[NIPS2024] UDA: A Benchmark Suite for Retrieval Augmented Generation in Real-world Document Analysis
UDA (Unstructured Document Analysis) is a benchmark suite for Retrieval Augmented Generation (RAG) in real-world document analysis.
Each entry in the UDA dataset is organized as a document-question-answer triplet, where a question is raised from the document, accompanied by a corresponding ground-truth answer.
To reflect the complex nature of real-world scenarios, the documents are retained in their original file formats (like PDF) without parsing or segmentation; and they always consist of both textual and tabular data.
Begin by setting up the necessary libraries and source codes:
git clone [email protected]:qinchuanhui/UDA-Benchmark.git
cd UDA-Benchmark
pip install -r requirements.txt
For a quick introduction to the functionalities of our benchmark suite, please refer to the basic_demo.ipynb notebook. It outlines a standard workflow for document analysis using our UDA-QA dataset.
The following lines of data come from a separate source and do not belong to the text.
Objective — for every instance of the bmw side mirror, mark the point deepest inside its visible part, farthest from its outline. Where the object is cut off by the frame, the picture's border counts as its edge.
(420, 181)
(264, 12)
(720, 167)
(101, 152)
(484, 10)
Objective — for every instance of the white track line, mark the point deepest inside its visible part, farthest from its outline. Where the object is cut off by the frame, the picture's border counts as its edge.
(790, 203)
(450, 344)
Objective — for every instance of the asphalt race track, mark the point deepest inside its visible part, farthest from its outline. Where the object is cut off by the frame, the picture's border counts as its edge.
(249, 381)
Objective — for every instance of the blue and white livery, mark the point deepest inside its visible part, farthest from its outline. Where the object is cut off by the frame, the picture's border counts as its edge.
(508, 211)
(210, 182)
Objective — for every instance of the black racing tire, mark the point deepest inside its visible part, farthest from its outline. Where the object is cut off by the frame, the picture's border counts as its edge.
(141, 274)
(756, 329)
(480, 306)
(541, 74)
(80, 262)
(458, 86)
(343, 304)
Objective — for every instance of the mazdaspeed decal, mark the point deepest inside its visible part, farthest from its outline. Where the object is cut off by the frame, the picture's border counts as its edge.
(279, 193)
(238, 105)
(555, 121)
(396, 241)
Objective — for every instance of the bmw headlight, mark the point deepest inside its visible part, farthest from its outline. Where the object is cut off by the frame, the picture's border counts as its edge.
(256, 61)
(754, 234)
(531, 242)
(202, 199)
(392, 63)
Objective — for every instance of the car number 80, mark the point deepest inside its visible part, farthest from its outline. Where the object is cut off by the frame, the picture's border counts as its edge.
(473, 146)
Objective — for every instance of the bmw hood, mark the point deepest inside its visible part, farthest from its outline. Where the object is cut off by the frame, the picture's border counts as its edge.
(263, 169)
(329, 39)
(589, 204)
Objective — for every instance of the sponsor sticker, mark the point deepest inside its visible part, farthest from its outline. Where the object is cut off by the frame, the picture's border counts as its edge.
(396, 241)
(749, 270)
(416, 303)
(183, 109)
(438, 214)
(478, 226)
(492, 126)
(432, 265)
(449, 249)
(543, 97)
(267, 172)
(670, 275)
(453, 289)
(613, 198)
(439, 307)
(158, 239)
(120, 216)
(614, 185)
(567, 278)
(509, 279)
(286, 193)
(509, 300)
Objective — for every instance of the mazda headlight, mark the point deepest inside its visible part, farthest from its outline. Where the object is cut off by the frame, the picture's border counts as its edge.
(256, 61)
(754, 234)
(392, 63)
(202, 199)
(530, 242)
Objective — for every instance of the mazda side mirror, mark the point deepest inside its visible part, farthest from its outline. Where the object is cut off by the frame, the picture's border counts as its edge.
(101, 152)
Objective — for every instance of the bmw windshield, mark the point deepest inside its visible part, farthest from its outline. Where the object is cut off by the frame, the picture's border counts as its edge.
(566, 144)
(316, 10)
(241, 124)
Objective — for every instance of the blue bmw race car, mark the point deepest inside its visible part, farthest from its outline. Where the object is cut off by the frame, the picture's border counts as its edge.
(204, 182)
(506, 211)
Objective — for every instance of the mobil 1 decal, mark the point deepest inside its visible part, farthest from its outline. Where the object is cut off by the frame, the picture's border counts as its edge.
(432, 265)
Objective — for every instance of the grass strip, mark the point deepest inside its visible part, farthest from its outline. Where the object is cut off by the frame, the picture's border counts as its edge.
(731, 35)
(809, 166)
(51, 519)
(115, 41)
The demonstration encompasses several essential steps:
- Prepare the question-answer-document triplet
- Extract and segment the document content
- Build indexes and retrieve the data segments
- Generate the answering reponses with LLMs
- Evaluate the accuracy of the reponses using the specific metric.
Date: 12-26-2024
Fix the version issue of the Wikipedia pages, which are used in the FetaQA dataset.
Date: 09-28-2024
Our paper, "UDA: A Benchmark Suite for Retrieval Augmented Generation in Real-world Document Analysis", has been accepted by NeurIPS'24.
Date: 09-05-2024
Add more well-parsed annotated tables for the PaperTab dataset.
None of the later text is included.